Le Gouvernement va poursuivre ses efforts en augmentant le budget de plus de 100 millions d'euros, pour le porter à 2 milliards d'euros, dans le projet de loi de finances pour 2020. Les crédits sont donc en constante augmentation. Mais la réponse ne peut pas être uniquement budgétaire. Par conséquent, les maraudes sont également renforcées, de même que les effectifs du 115. Récemment signée, la charte pour la coordination entre les plateformes 115 et 3919 permettra d'améliorer la prise en charge des femmes victimes de violences, comme vous y appelez, madame la sénatrice.
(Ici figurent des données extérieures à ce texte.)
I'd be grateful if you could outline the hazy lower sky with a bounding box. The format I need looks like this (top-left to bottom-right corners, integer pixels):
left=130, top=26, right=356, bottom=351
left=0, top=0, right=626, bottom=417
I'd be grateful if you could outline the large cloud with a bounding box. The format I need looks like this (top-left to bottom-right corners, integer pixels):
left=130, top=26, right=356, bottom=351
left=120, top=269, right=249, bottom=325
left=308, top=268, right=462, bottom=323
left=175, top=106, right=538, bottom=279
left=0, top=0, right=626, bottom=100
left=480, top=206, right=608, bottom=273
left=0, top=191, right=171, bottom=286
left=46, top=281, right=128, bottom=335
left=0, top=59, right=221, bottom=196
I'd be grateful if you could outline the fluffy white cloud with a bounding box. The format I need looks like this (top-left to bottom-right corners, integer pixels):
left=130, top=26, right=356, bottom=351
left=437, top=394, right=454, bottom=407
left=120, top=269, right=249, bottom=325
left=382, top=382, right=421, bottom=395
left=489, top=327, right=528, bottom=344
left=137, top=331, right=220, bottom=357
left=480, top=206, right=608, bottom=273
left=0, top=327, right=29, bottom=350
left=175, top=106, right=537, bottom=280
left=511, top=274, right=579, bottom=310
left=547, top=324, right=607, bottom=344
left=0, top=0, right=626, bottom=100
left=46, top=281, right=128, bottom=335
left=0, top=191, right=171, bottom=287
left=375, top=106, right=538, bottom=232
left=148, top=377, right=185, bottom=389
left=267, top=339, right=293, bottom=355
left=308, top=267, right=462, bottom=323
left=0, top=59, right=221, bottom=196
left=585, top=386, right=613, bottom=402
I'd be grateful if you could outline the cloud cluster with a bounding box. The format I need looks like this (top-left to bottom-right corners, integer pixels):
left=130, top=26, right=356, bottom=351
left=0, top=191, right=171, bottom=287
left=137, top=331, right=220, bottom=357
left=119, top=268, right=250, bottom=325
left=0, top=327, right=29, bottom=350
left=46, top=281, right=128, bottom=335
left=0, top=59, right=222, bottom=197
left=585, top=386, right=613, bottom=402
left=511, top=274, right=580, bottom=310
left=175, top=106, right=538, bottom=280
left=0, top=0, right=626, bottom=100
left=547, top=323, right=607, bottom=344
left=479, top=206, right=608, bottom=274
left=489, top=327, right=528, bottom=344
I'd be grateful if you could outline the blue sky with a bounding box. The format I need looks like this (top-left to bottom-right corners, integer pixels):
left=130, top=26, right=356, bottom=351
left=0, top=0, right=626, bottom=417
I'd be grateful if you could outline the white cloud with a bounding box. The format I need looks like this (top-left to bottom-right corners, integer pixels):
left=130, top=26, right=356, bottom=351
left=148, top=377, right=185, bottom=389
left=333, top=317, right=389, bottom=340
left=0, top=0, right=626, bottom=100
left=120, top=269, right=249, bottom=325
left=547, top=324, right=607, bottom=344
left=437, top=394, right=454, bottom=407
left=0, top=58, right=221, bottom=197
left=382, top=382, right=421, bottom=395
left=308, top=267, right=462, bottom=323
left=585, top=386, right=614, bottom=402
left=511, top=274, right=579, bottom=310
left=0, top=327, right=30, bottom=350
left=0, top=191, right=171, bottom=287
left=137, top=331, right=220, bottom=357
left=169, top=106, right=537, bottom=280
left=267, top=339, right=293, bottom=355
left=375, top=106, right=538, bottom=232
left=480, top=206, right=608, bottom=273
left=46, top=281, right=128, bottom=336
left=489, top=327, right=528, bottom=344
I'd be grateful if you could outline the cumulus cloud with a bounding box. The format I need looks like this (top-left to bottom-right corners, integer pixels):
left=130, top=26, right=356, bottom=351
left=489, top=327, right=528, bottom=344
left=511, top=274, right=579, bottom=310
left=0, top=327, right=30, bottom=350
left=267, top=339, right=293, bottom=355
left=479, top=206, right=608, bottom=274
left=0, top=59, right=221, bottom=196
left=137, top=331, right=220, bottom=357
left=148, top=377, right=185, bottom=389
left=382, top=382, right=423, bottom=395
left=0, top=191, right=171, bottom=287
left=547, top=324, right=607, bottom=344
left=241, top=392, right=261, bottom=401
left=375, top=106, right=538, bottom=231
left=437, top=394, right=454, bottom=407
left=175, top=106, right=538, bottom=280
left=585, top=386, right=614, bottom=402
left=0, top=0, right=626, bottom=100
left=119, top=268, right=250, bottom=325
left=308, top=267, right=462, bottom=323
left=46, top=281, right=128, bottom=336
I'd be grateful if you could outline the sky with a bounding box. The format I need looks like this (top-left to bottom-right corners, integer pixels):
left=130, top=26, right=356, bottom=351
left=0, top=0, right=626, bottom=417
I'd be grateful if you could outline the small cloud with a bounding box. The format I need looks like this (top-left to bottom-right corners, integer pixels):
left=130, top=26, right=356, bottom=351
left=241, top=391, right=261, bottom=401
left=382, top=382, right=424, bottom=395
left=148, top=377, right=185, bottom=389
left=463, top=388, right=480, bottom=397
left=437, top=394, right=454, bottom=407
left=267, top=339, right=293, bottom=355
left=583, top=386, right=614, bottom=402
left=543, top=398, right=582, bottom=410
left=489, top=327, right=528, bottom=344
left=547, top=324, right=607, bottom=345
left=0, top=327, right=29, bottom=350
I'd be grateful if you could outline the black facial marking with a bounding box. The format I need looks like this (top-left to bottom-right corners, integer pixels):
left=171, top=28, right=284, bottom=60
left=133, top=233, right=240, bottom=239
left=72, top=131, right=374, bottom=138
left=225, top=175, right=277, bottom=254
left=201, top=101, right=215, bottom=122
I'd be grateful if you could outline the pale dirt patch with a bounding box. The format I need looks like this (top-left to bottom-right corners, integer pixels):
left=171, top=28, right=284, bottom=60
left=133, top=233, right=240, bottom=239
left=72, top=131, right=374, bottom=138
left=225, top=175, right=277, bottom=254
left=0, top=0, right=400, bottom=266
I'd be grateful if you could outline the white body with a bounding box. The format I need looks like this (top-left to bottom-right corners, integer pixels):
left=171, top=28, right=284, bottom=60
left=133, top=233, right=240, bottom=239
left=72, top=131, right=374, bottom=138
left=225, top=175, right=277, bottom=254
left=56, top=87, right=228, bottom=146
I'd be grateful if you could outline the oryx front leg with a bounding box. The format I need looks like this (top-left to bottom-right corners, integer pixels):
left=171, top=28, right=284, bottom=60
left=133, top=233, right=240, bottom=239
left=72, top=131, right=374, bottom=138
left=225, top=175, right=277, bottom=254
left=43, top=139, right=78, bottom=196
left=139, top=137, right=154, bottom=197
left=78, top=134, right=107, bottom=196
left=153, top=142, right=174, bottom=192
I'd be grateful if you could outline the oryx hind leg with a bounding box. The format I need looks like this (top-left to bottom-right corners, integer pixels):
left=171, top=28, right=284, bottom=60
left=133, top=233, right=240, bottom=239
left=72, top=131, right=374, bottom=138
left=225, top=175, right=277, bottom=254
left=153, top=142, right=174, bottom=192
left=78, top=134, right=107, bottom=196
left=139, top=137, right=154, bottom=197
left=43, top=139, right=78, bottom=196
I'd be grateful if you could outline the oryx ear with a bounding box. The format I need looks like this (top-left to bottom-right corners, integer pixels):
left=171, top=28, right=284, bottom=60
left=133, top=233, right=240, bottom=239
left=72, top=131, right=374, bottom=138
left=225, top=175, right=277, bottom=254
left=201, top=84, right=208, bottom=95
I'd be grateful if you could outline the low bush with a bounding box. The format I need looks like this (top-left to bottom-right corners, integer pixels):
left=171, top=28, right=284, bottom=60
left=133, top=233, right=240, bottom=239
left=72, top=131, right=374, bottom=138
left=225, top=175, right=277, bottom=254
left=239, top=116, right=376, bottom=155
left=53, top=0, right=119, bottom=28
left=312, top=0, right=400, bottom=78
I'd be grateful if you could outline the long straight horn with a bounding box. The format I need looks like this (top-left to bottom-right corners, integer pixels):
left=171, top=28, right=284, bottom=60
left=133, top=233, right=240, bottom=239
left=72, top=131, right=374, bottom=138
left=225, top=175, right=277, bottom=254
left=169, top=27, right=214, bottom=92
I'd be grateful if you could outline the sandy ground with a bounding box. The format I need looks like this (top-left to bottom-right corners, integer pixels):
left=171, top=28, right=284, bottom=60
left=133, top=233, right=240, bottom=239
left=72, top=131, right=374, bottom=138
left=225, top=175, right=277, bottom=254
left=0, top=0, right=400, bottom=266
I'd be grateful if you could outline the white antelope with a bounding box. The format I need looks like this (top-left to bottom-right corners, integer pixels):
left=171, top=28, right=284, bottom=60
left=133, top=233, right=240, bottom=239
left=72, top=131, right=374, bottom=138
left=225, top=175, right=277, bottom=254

En hausse continue, le total des places exclusivement consacrées aux femmes victimes de violences s'élève aujourd'hui à 5 436 ; ces places seront au nombre de 5 715 au 31 décembre 2019. Parmi les annonces du Gouvernement lors du Grenelle des violences conjugales figure en outre – vous l'avez dit – la création de 1 000 places d'hébergement et de logement temporaires supplémentaires. Le cahier des charges fixant l'ensemble des modalités de cette création – je pense notamment aux modalités de financement et d'identification de nouvelles places – vient d'être transmis aux services déconcentrés, l'objectif étant que l'intégralité des places soient créées avant la fin du premier semestre de l'année 2020. Pour les financer, 5 millions d'euros seront mobilisés, via notamment l'allocation de logement temporaire.

Le Gouvernement agit aussi en amont, par son plan de prévention des expulsions, afin d'éviter que de nouvelles personnes ne tombent à la rue.

Je mentionnerai également le plan Logement d'abord : l'hébergement temporaire n'est pas une solution ; il faut sortir définitivement les gens de la rue. Le déploiement du plan Logement d'abord a d'ores et déjà permis à 70 000 personnes de trouver un logement.

Mme la présidente. La parole est à Mme Laurence Cohen, pour la réplique.

Mme Laurence Cohen. Heureusement qu'il s'agit d'une priorité pour votre gouvernement, madame la ministre ! Pour rappel, un plan d'économies de 57 millions d'euros a été réalisé en quatre ans, dont 20 millions d'euros en 2018.

Dans le cadre du PLF pour 2020, une économie de 1,2 milliard d'euros est réalisée sur les aides personnalisées au logement,…

Mme Jacqueline Gourault, ministre. C'est un autre sujet !

Mme Laurence Cohen. … alors que deux allocataires sur cinq vivent au-dessous du seuil de pauvreté.

Madame la ministre, comment ne pas être indigné quand 700 enfants dorment dehors chaque nuit et quand 20 000 enfants sont logés dans des conditions très précaires voire indignes, dans des hôtels d'Île-de-France ?

Comment ne pas être indigné alors qu'une dizaine de jeunes mères sans abri ont été refoulées de l'hôpital Trousseau, où elles étaient venues chercher refuge avec leurs enfants, mercredi 27 novembre dernier ? De plus en plus de bébés naissent dans les rues : depuis le début de l'année, on en compte 146, contre 49 en 2017. La France est pourtant signataire de la convention internationale des droits de l'enfant, dont on vient de célébrer les trente ans.

Comment le Gouvernement peut-il prétendre aider les personnes à la rue sans lutter contre les expulsions locatives – on en a dénombré 36 000 en 2018 ?

Vos engagements, madame la ministre, sont bien peu de chose face à cette véritable crise humanitaire. Je vous invite à mieux lire le rapport de la Fondation Abbé Pierre et à débloquer des moyens pour toutes les associations qui accompagnent les plus fragilisés et les femmes victimes de violences.